Тут из-за яблонь показался Сперат — широкоплечий, с чёрной бородой, в простой рубахе, пропитанной потом. Утром, после совместной тренировки, я заставил его остаться и отрабатывать удары — он всё ещё не дотягивал до настоящего аристократа, чувствовалось, что начал тренироваться не с детства. Он шагал неспешно, держа топор на плече, но в его глазах светилась непривычная мягкость. Подойдя к беседке, он снял шапку, поклонился чуть неловко и пробасил:
— Мой сеньор, утро доброе. Я… хотел бы попроситься в город. К родным. Мать старая, сестра с детьми осталась — не видел их с зимы. Хочу проведать, пока тихо.
Я опустил Ивейна на покрывало — тот тут же потянулся ударить лошадкой няньку.
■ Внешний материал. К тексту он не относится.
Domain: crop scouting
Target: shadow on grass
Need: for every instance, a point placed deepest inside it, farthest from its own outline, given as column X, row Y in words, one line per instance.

Боец растёт. И посмотрел на Сперата. Его лицо, последнее время всё чаще хмурое, сейчас смягчилось. Он был со мной в самые тёмные дни, и этот простой запрос тронул что-то внутри.
— Езжай, Сперат, — сказал я, улыбнувшись легко. — И не с пустыми руками. Отсыпь себе сольдо, и не жмись — возьми пару сотен. И ещё… — я кивнул на столик, где лежал свёрток с новым плащом из роскошной белой шерсти с красным змеем на всю спину и серебряной застёжкой. Подарок мне от одного видного аристократа. — Возьми. Это тебе. За верность. И за лошадку Ивейна — видишь, как он её любит.
Сперат замер, потом широко улыбнулся, показав ровные крепкие зубы.
— Я рад служить вам, мой сеньор!
Сперат, забрав плащ и поклонившись ещё раз, ушёл к конюшне, насвистывая что-то весёлое. Я смотрел ему вслед, чувствуя, как утро становится ещё светлее. Почти сразу после того как он ушел, принесли завтрак. Опять что-то изысканное, от повара Адель. Похоже на омлет с травами и плоский пирог с мясом и персиками. Вкусно. Я велел разбавить вино посильнее, поняв что после еды и на солнце меня разморило. Ивэйн начал капризничать и кормилица его унесла. Я посмотрел туда, где последний раз видел Адель. Хм… Надо уточнить, установили ли кровать в нашу опочивальню. И, если да, насколько она надежна.
И тут мой взгляд наткнулся на Фанго. Он стоял у беседки, почти среди кустов в мешках, приготовленных для посадки. Его крысиная рожица выглядела такой несчастной и смущённой, что он с тем же успехом мог размахивать флажком на копье. Фанго переминался с ноги на ногу, теребя край серого плаща, будто птенец, выпавший из гнезда. Я сразу понял: у него срочные новости. Но этот хитрый человек ждал, что я сам их у него спрошу — чтобы не вызвать моего неудовольствия или хотя бы свести его к минимуму. Солнце всё ещё грело моё лицо, но тень от его сутулой фигуры, казалось, легла на это безмятежное утро.